Lo faccio intanto perché, come direbbero a Roma, “so proprio de coccio!” e poi perché la cosa è più complicata di quanto potrebbe apparire. Insomma, sarebbe ora che qualcuno cominci a spiegarci com’è possibile che il CUP non possa prendere le ricette bianche per gli esami che sono a totale carico dei pazienti, invece può prendere regolarmente le ricette rosse nelle quali il paziente contribuisce pagando solo il ticket. Non solo la questione è illogica ma anche anti economica.

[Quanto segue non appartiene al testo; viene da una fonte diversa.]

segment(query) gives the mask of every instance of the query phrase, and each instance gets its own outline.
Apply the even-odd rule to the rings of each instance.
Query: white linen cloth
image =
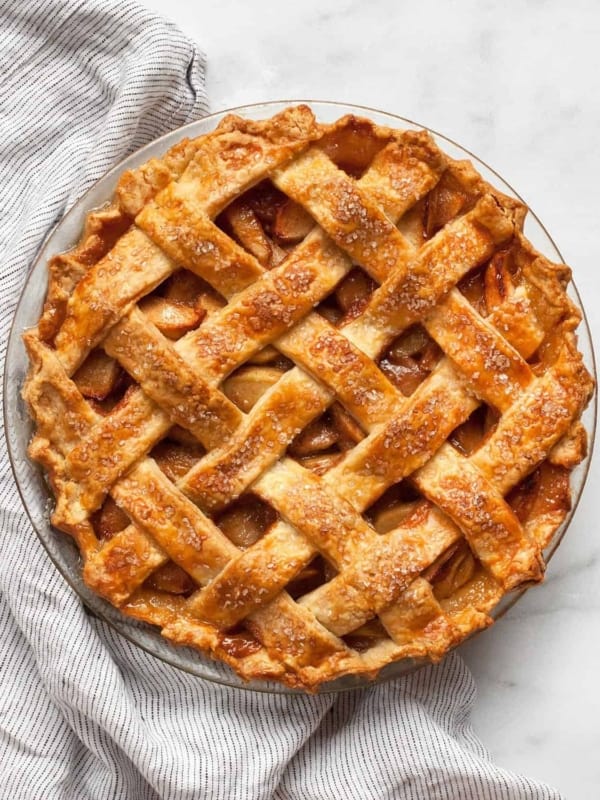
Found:
[[[46,232],[117,160],[205,113],[203,70],[134,3],[0,1],[3,353]],[[308,697],[222,688],[136,649],[85,613],[28,524],[4,441],[0,458],[1,798],[559,800],[491,763],[456,654]]]

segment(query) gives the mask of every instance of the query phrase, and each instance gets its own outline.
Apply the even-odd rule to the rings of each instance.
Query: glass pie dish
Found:
[[[288,102],[266,103],[231,109],[226,112],[211,115],[210,117],[192,123],[177,131],[173,131],[167,136],[152,142],[101,178],[78,201],[68,214],[65,215],[38,254],[17,307],[8,343],[5,369],[5,428],[11,463],[23,503],[50,558],[61,571],[65,579],[79,594],[86,607],[92,613],[113,625],[134,644],[173,666],[197,675],[198,677],[218,683],[270,692],[289,692],[295,690],[284,688],[279,684],[269,681],[243,681],[224,664],[213,661],[196,650],[183,647],[175,648],[161,637],[157,629],[123,616],[118,609],[103,601],[83,582],[79,551],[69,537],[55,530],[50,524],[49,515],[52,506],[51,492],[47,487],[42,472],[27,457],[27,444],[31,438],[33,427],[20,395],[27,370],[27,357],[21,341],[21,334],[27,328],[35,325],[38,320],[46,293],[46,267],[49,259],[53,255],[64,252],[74,245],[81,232],[86,214],[92,209],[102,206],[109,200],[123,170],[135,168],[149,158],[162,154],[170,146],[180,141],[185,136],[196,137],[212,130],[227,113],[234,112],[242,117],[262,119],[283,110],[288,105]],[[321,122],[332,122],[344,114],[355,114],[357,116],[367,116],[373,120],[375,124],[382,126],[387,125],[389,127],[401,127],[413,130],[418,130],[423,127],[400,117],[357,106],[345,106],[335,103],[309,103],[309,105],[317,119]],[[474,162],[485,180],[489,180],[490,183],[499,187],[507,195],[518,198],[518,195],[516,195],[505,181],[471,153],[433,131],[430,131],[430,133],[438,140],[442,149],[451,157],[466,157],[470,159]],[[553,261],[562,261],[560,253],[552,242],[552,239],[532,213],[530,213],[526,221],[525,234],[532,244],[548,258]],[[581,308],[581,302],[574,287],[571,287],[571,293],[574,302]],[[583,352],[588,370],[595,375],[591,339],[585,317],[579,329],[579,339],[580,348]],[[583,424],[588,431],[589,437],[588,453],[591,451],[594,438],[595,402],[594,398],[593,404],[588,407],[583,416]],[[573,516],[583,489],[588,466],[589,455],[578,465],[571,475],[571,511],[566,516],[560,528],[554,533],[549,546],[545,550],[546,560],[551,557],[558,546]],[[514,592],[512,595],[505,597],[494,609],[493,616],[495,618],[500,616],[519,596],[519,592]],[[419,662],[412,659],[394,662],[381,670],[376,680],[383,681],[397,677],[408,670],[414,669],[418,665]],[[319,691],[343,691],[365,685],[365,683],[366,679],[364,677],[346,676],[322,684]]]

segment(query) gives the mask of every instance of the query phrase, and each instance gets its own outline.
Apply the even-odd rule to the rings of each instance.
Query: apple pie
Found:
[[[542,580],[593,389],[526,212],[425,131],[304,105],[125,171],[24,334],[85,582],[307,690],[488,626]]]

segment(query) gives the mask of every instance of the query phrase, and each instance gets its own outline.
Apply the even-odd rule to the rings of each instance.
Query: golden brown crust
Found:
[[[25,334],[86,582],[309,690],[490,624],[543,576],[592,391],[525,213],[423,131],[305,106],[125,172]]]

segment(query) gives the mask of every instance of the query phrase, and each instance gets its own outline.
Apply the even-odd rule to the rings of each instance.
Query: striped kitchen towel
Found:
[[[28,267],[65,209],[206,112],[204,57],[132,2],[0,0],[0,109],[5,350]],[[305,697],[212,685],[136,649],[84,612],[27,522],[4,443],[0,459],[0,797],[558,799],[491,763],[457,655]]]

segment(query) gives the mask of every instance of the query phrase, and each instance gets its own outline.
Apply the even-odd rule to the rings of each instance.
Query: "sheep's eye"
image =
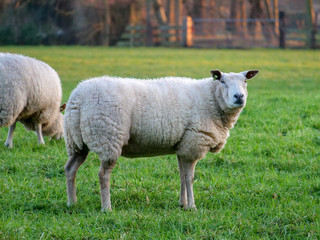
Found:
[[[247,83],[247,80],[244,80],[244,83]]]
[[[221,83],[223,83],[223,84],[226,84],[226,82],[225,82],[225,81],[223,81],[223,80],[220,80],[220,82],[221,82]]]

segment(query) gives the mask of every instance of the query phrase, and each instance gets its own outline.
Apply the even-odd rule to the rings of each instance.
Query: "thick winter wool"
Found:
[[[26,56],[0,53],[0,127],[10,126],[6,145],[12,147],[17,121],[42,133],[63,136],[62,90],[58,74],[46,63]]]
[[[178,156],[180,203],[195,208],[194,167],[208,151],[224,147],[229,129],[246,104],[246,79],[257,73],[216,71],[212,75],[217,81],[106,76],[80,83],[67,103],[64,122],[69,204],[76,202],[76,171],[92,151],[101,160],[102,210],[111,210],[110,174],[119,156],[164,154]]]

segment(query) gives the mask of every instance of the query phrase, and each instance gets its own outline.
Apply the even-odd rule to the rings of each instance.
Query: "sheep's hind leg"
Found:
[[[14,122],[10,127],[9,127],[9,132],[7,136],[7,141],[4,145],[6,145],[9,148],[13,147],[13,132],[16,129],[16,122]]]
[[[197,209],[194,196],[193,196],[193,179],[194,179],[194,169],[197,164],[197,161],[184,161],[183,159],[179,158],[180,168],[182,169],[182,177],[185,182],[185,188],[187,190],[187,205],[185,209]],[[181,190],[182,192],[182,190]],[[182,196],[183,198],[183,196]]]
[[[67,181],[68,206],[77,202],[75,181],[76,174],[81,164],[86,160],[88,151],[82,153],[74,153],[65,165],[65,174]]]
[[[40,123],[36,123],[35,124],[35,131],[36,131],[37,136],[38,136],[38,143],[44,144],[44,140],[43,140],[43,137],[42,137],[42,125]]]
[[[101,191],[101,211],[111,211],[111,199],[110,199],[110,177],[113,167],[116,161],[103,161],[101,160],[99,181]]]

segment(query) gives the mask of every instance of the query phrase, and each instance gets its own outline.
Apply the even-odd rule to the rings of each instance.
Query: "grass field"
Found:
[[[175,156],[120,158],[113,212],[100,212],[99,159],[77,175],[67,207],[63,140],[39,146],[18,125],[0,130],[0,239],[320,239],[320,52],[103,47],[0,47],[49,63],[67,101],[100,75],[203,78],[211,69],[259,69],[225,149],[195,172],[197,211],[178,207]]]

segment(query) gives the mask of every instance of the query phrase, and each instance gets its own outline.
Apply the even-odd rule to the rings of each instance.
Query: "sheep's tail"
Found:
[[[80,106],[76,99],[70,98],[64,115],[64,137],[69,155],[84,150],[80,128]]]

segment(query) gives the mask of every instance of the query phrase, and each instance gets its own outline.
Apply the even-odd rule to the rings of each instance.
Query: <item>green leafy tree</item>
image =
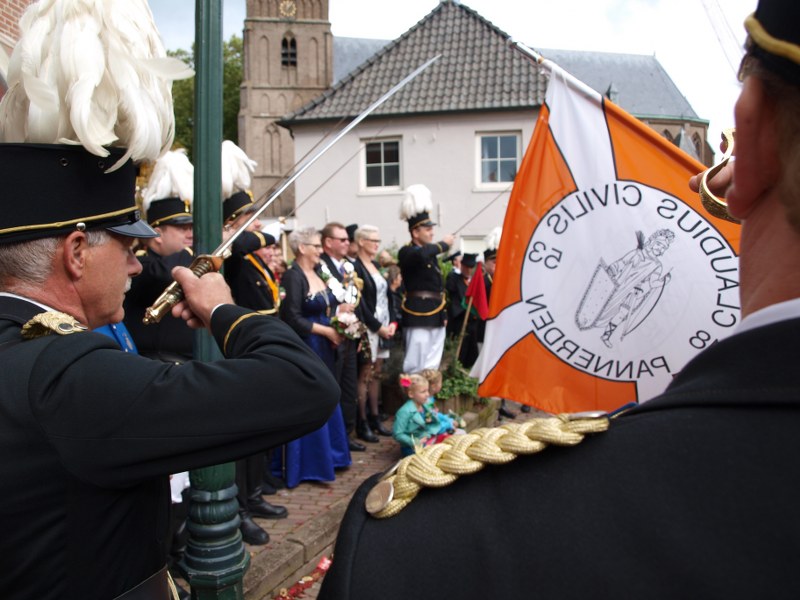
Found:
[[[170,56],[179,58],[195,68],[194,44],[191,52],[170,50]],[[222,139],[239,140],[239,87],[242,84],[244,52],[242,38],[233,35],[222,47]],[[194,142],[194,77],[176,81],[172,86],[175,105],[175,144],[186,148],[192,158]]]

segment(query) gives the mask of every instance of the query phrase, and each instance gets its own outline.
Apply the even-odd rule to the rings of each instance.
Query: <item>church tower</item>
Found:
[[[239,145],[258,162],[253,193],[261,198],[294,166],[294,142],[275,121],[331,87],[333,36],[328,0],[247,0]],[[287,215],[294,189],[268,210]]]

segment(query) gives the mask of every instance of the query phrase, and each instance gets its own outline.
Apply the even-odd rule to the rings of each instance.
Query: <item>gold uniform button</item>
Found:
[[[367,512],[371,515],[381,512],[389,506],[394,498],[394,485],[391,481],[383,480],[369,491],[367,494]]]

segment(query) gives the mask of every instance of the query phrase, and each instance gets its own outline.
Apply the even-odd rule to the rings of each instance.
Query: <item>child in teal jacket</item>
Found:
[[[439,441],[439,419],[425,410],[428,401],[428,380],[422,375],[400,375],[400,386],[408,401],[394,417],[392,435],[400,444],[403,456],[414,454],[417,447]]]

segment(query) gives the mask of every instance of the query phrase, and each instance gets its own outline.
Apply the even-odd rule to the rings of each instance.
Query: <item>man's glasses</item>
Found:
[[[330,238],[330,239],[332,239],[332,240],[336,240],[337,242],[349,242],[349,241],[350,241],[350,238],[346,238],[346,237],[337,238],[337,237],[333,237],[333,236],[331,236],[331,238]]]
[[[381,243],[381,240],[371,240],[369,238],[364,238],[364,241],[365,242],[375,242],[376,244],[380,244]]]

Se ci trovassimo nel campo delle strutture private il CUP con un simile modo di agire sarebbe stato chiuso e da un pezzo. Il problema è proprio questo, siamo già entrati in ambito privato senza essercene neanche accorti. Infatti, succede che i pazienti non potendo ricevere la prestazione a pagamento dal laboratorio dell’Ospedale di Acri sono costretti a scegliere un’altra strada. Quale? Quella che porta a Cosenza.
Perché si toglie lavoro al laboratorio dell’Ospedale di Acri? C’è qualcuno dietro a questo meccanismo che sembra ben collaudato? E dei cosiddetti (nascenti) punti prelievo ne vogliamo parlare?
Forse, è meglio di no. Continuiamo a far finta di niente, anzi suggerisco di costruire intorno alla vicenda un alone misterioso. Del resto vi sono città che hanno costruito le loro fortune turistiche vantando luoghi del mistero: “Il Mistero del Castello”, “Il mistero della grotta incantata”. Ecco, noi il mistero non abbiamo bisogno neanche di inventarcelo, lo abbiamo sul serio, si tratta dell’incredibile“mistero della ricetta bianca”. Magari non potremo raccontare storie di principesse o tesori nascosti. Però potremmo rifarci raccontando le vicende di moderni “briganti”,offrendo ai turisti, a soli 10 euro,un bel giro panoramico, per i vari CUP sparsi sul territorio, con tanto di guide accreditate naturalmente dalla ASP. Pranzo e bibite comprese s’intende.
Potrebbe essere una buona idea (chissà) utile per recuperare un po’ di quei soldi non incassati rifiutando le ricette bianche.
P.S. Mi dicono che l’ Azienda ospedaliera di Cosenza accetta le ricette bianche. Come mai? Il mistero si infittisce, meglio potrebbe portare un deciso aumento di turisti!